Tawantinsuyo war zwar ein straff organisierter zentralistischer Staat, aber auch hier lag die Unterwerfung der meisten Völker erst eine bis drei Generationen zurück, und viele von ihnen trauerten immer noch der alten Unabhängigkeit nach. Die Huanca, einst Herren des zentralen Andengebietes, nahmen schon wenige Tage nach der Landung Fühlung mit den Spaniern auf und boten ihnen ein Bündnis zum Sturz der Inka an. Wenig später schlossen sich dieser Allianz die Canares aus dem südlichen Ecuador, die Huascar unterstützt hatten und dafür von Atahualpa grausam bestraft worden waren, sowie die seit Generationen aufständischen Chachapoyas des nördlichen Hochlandes an.

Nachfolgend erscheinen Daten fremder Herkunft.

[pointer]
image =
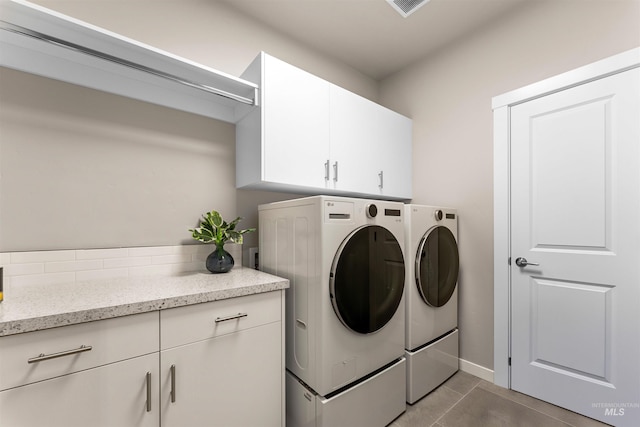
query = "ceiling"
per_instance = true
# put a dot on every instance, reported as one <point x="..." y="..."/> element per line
<point x="370" y="35"/>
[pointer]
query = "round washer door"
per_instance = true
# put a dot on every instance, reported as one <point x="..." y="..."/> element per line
<point x="367" y="279"/>
<point x="437" y="265"/>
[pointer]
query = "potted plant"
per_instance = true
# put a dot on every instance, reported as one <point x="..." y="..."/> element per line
<point x="214" y="229"/>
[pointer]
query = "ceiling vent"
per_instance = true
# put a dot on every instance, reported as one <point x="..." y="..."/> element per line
<point x="407" y="7"/>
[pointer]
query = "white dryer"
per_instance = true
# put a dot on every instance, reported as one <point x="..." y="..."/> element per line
<point x="344" y="258"/>
<point x="431" y="292"/>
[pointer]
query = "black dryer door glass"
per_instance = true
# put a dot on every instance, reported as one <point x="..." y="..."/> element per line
<point x="437" y="265"/>
<point x="367" y="279"/>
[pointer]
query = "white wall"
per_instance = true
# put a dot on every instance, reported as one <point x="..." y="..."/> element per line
<point x="82" y="169"/>
<point x="448" y="95"/>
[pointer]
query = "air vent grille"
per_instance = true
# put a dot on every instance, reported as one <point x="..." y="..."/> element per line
<point x="407" y="7"/>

Auch innerhalb des inkaischen Adels gab es Gruppen, die mit Hilfe der Spanier Atahualpa zu stürzen trachteten, vor allem die Überlebenden des Massakers, das Quizquiz in seinem Auftrag unter den mit Huascar verbündeten Panacas in Cuzco angerichtet hatte. Dazu kamen als natürliche verbündete noch die Yanacuna, rechtlose Staatssklaven, die im ganzen Land in Minen, Latifundien und zur Aufrechterhaltung der Infrastruktur eingesetzt wurden und nichts zu verlieren hatten. Alle diese Gruppen sahen nun, in einer Zeit des Umbruchs und der Schwächung der zentralen Institutionen durch den Thronfolgerkrieg, in dem unvermuteten Auftauchen der Eindringlinge eine Chance, ihre jeweiligen Interessen zu verfolgen. Bei einer Landung einige Jahre früher, als Huayna Capac noch uneingeschränkt regierte, oder auch einige Zeit später, nach der wahrscheinlichen Konsolidierung des Reiches unter Atahualpa, hätte es kaum jemand gewagt, die Spanier zu unterstützen, und der Eroberungsversuch eines so riesigen Reiches durch eine Handvoll Europäer wäre wohl fehlgeschlagen.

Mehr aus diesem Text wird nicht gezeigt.